Hi I am stuck on a what feels like a simple practice Python question. I think I solved it in multiple ways but the system is still not passing me so I must be missing something. Could use a hand. Thank you! Question: *args The given code defined a function called my_min(), which takes two arguments and returns the smaller one. You need to improve the function, so that it can take any number of variables, so that the function call works. Remember, *args can be accessed inside the function as a tuple. starter code: def my_min(x, y): if x < y: return x else: return y print(my_min(8, 13, 4, 42, 120, 7)) My Solution 1: def my_min(x, *args): for y in args: if x < y: print(x) else: print(y) my_min(8, 13, 4, 42, 120, 7) My Solution 2: def my_min(x, *args): result = [] for y in args: if x < y: result.append(x) else: result.append(y) return result print(my_min(8, 13, 4, 42, 120, 7)) My Solution 3: def my_min(x, *y): result = "" for num in y: if x < num: result += str(x) else: result += str(num) return result print(my_min(8, 13, 4, 42, 120, 7))

5/8/2021 4:15:03 AM

Bryson S.

5 Answers

New Answer


U also have to change the body m=args[0] for n in args: if n < m : m=n return m


Your code worked fine. 1) Try to use *args alone and access first variable with args[0]. And remaining with args[1:] 2) Or try *argv instead of *args


Update your expected output.
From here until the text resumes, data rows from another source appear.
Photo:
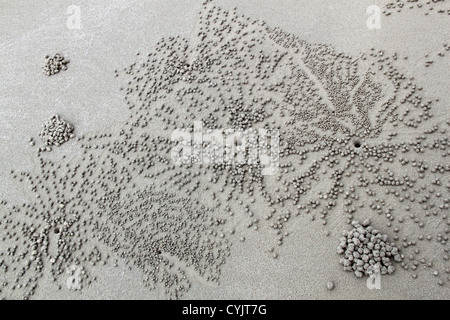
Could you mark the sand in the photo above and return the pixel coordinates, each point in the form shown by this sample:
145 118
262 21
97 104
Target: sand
88 95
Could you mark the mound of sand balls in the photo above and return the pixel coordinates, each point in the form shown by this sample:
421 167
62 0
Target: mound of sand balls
55 64
366 249
56 131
I am not able to understand your required output.


Thank you! The question is vague. It asks to fix the starter code so it can take “any number of variables” and so “the function works”. I think i did both but within the course, it fails to pass the check. It runs in Jupyter notebook and in Atom. If my solution looks good to you, I’ll just move on I guess. I was afraid I was missing something. Thank you, again!


Thank you, it still does not pass on the system but I learned a 4th way to solve it. So that's great!